Successful BST (me as buyer) with: Collectorcoins, PipestonePete, JasonRiffeRareCoins

Comments

  • heritageheritage Posts: 2,662 ✭✭✭
    I wish I had the money to try.
    The sorting would be crazy. I neck hurts just sorting a 1000 cards.
  • bziddybziddy Posts: 710 ✭✭✭
    It's a well oiled machine -- he has people help generally. He sells lots offline. Has buyers that will preorder multiple sets. He sells a lot through twitter as well. The crazy part is how fast he breaks and turns all the product.
  • esquiresportsesquiresports Posts: 1,360 ✭✭✭
    Back in the days when I was still a teenager, I partnered with a guy and we broke 1990 basketball cases by the pallet - thousands and thousands of each card. It was pretty crazy. I was the operations guy tasked with making it as efficient a process as possible. I had a couple people who would open packs and discard the wax-stained card (when we did wax). The next group of people broke the packs into stacks of 10 (1-10, 11-20, 21-30, etc.). The sorting trays full of cards would then move to the last group, who sorted them into into single cards. This was before the grading era, so they were just dropped into cardboard sorting boxes that had 10 slots. Once broken down to singles, they were placed into 5,000 count boxes and stacked toward the sky. One row per card. It was boring work, and people were not that motivated. I switched payment from hourly to by production and output suddenly more than doubled. It was a win-win. Really easy money then. Maybe now as well - I just don't follow closely enough. My recollection is that one could open and sort a case of 10,800 cards into number order in 6-8 hours. I used to break cases myself just to establish a baseline for sorting to motivate people but not overpay.

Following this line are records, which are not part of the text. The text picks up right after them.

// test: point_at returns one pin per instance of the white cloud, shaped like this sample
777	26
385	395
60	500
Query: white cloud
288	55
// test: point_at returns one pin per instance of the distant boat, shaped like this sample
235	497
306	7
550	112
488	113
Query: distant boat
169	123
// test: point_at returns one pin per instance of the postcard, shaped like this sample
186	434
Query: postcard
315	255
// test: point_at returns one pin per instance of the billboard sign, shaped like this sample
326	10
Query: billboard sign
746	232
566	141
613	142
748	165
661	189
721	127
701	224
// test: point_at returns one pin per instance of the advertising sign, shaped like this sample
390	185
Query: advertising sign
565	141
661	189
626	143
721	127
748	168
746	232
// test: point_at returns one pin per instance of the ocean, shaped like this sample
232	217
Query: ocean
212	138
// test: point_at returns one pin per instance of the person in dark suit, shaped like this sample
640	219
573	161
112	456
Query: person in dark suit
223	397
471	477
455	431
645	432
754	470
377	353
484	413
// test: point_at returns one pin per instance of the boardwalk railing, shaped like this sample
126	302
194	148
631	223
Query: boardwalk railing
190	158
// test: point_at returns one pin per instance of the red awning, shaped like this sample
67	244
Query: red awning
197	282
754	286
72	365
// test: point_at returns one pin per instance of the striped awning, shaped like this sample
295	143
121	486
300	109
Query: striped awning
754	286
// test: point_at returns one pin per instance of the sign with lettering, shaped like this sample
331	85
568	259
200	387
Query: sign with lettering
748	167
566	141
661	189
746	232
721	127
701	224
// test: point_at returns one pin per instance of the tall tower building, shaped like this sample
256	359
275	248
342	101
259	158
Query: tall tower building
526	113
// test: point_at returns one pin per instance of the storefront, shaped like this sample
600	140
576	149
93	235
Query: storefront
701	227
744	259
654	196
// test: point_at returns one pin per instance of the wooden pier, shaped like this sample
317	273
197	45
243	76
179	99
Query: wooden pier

    Before this larger operation, I had several of my friends and their families breaking cases on a pay-per-case basis. It was an easy way to make some extra money while watching TV. It all worked well except with Pro Set. Some of my "friends" pocked the Lombardi holograms. It was easier to track distributions when there were no inserts and random odds to deal with.
    Always buying 1971 OPC Baseball packs.
  • For this rip mentioned in article, best bet is be equipped with knowledge of the market and patience. Don't dump rookie autos and "hits" just to try and immediately recoop some of your investment. Wait til the player is hot and his cards are peaking (always happens with almost every rookie), then sell. Not sure I have the time or patience to organize into base sets but there are still base set collectors and I assume he could make close to 100 base sets to sell individually.
  • bziddybziddy Posts: 710 ✭✭✭
    Out of 40 cases he probably ended up with 300+ base sets. Throw in the master sets and he has to have recouped at least half of the case investment on sets alone. The only way to do a break like this is to build sets.
  • I see that it's Topps football.Hopefully it's the Jumbo version. Set 40 cases of Modern football or baseballk in front of me. I'd be done in 24 hours.
  • bziddybziddy Posts: 710 ✭✭✭
    I think it'd take me five 12-hour days just to rip 480 boxes of Topps FB or BB. That's not sorting or listing anything. Then you have 170k cards to sort. In my spare time after work I think it would only take me about 4 months to open, list, and sort everything.

  • Bosox1976Bosox1976 Posts: 8,558 ✭✭✭✭✭
    Interesting read - love Esquire's fleer story.
    Mike
    Bosox1976
  • Not something I could do. I lose focus and start reading the cards, even if I've read them before.
  • zep33zep33 Posts: 6,897 ✭✭✭
    If I don't sort as I open, they don't get sorted. So I have a room full of unsorted cards from 2007 to 2012
  • StingrayStingray Posts: 8,843 ✭✭✭


    << <i>I see that it's Topps football.Hopefully it's the Jumbo version. Set 40 cases of Modern football or baseballk in front of me. I'd be done in 24 hours. >>



    Yes it was the jumbo.
  • BenG76BenG76 Posts: 1,055 ✭✭✭
    I would love to know how they get everything sorted so fast. I have one of those plastic sorting trays which is great. It still takes me hours to sort multiple boxes. I ripped 6 wax boxes and a rack box of 86 Topps and it has taken me quite a while to sort them and I am still working on it.